Commodities fell, capping the biggest weekly decline since mid-January, as easing tensions in the Middle East sent oil lower and a stronger dollar eroded the appeal of raw materials.
The Standard & Poor’s GSCI Spot Index of 24 commodity futures dropped 1.2 percent to settle at 704.37 at 4 p.m. in New York, led by declines in silver, energy products and cotton. The gauge fell 1.6 percent for the week, the biggest slump since the five days ended Jan. 13.
Crude oil, the most heavily weighted commodity on the GSCI, tumbled the most since December, after Saudi Arabia said a pipeline fire wasn’t the result of sabotage.
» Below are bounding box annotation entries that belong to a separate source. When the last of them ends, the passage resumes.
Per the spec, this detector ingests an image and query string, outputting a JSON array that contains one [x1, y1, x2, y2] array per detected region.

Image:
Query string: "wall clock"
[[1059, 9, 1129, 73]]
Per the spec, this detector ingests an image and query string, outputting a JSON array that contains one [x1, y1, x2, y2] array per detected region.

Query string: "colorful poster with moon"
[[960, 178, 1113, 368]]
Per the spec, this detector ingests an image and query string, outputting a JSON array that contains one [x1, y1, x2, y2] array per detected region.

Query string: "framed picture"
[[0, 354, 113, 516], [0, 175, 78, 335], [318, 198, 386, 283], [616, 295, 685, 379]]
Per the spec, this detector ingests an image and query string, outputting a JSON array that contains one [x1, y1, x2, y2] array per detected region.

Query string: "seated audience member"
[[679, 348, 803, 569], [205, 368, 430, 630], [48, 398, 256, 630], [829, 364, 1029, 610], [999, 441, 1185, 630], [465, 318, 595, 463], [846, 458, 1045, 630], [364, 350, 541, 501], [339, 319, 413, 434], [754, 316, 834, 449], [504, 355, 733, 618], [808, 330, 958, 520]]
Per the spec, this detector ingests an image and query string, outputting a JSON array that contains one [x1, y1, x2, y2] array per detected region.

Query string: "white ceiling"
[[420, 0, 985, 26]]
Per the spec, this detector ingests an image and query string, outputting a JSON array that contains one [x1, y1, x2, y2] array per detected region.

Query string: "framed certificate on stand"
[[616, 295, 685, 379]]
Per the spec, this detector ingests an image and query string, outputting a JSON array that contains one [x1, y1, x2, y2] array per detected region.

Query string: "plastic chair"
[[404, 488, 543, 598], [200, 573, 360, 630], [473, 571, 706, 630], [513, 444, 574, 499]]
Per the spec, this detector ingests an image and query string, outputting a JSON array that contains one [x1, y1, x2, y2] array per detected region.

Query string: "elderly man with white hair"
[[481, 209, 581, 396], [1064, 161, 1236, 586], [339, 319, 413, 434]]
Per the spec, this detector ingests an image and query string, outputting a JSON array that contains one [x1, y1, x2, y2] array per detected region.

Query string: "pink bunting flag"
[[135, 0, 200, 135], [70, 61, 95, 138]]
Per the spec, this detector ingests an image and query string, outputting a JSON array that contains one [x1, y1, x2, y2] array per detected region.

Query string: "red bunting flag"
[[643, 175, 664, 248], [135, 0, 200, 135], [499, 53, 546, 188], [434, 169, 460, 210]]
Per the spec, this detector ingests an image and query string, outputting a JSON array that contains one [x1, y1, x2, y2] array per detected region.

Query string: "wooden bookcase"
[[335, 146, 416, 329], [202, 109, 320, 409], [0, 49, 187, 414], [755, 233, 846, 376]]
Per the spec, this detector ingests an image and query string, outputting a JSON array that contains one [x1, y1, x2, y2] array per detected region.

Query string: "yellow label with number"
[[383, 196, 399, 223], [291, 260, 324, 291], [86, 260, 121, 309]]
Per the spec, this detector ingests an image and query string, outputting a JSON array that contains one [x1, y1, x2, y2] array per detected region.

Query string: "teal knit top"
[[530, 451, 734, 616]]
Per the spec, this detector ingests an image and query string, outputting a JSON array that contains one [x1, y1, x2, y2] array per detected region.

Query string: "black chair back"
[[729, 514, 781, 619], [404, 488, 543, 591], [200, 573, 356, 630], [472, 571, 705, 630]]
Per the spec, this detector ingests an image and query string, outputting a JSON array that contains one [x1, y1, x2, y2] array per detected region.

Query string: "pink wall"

The commodity surged as much as 3.3 percent yesterday, and settled down 2 percent today at $106.70 a barrel on the New York Mercantile Exchange.
“Any hint of an oil disruption or more unrest in the Middle East has been helping to push oil prices higher, and when traders overreacted like they did yesterday to a story that proved false, then we’re going to see these corrections,” Sal Gilbertie, the president and chief investment officer of Teucrium Trading LLC, said by telephone from Santa Fe, New Mexico.
The GSCI is still up 9.2 percent this year, outpacing the 8.9 percent gain in the S&P 500 Index of equities. The dollar climbed to a two-week high today against a basket of six major currencies, as U.S. reports next week may show accelerating economic growth.
Silver futures for May delivery plunged 3.2 percent to $34.525 an ounce on the Comex in New York, while gold for April delivery slid 0.7 percent to $1,709.80 an ounce.
Cotton led declines in agricultural markets, touching the lowest price since December at 87.8 cents a pound on ICE Futures U.S. in New York, after the International Cotton Advisory Committee yesterday raised its estimate for global production. Copper futures for May delivery fell 0.7 percent to $3.903 a pound on the Comex on signs of ample inventories in China.
The global economy faces “major downside risks” as its recovery continues to be threatened by stresses in the euro area, the International Monetary Fund said yesterday in a report. Japan’s consumer prices excluding fresh food dropped for a fourth month in January, the country’s statistics bureau said today.
Demand growth for commodities may remain slow, because “you have Japan in a recession, the euro zone is in recession, and the American economy is suffering through stagflation and very anemic growth,” Michael Pento, the president of Pento Portfolio Strategies, in Holmdel, New Jersey, said in a telephone interview.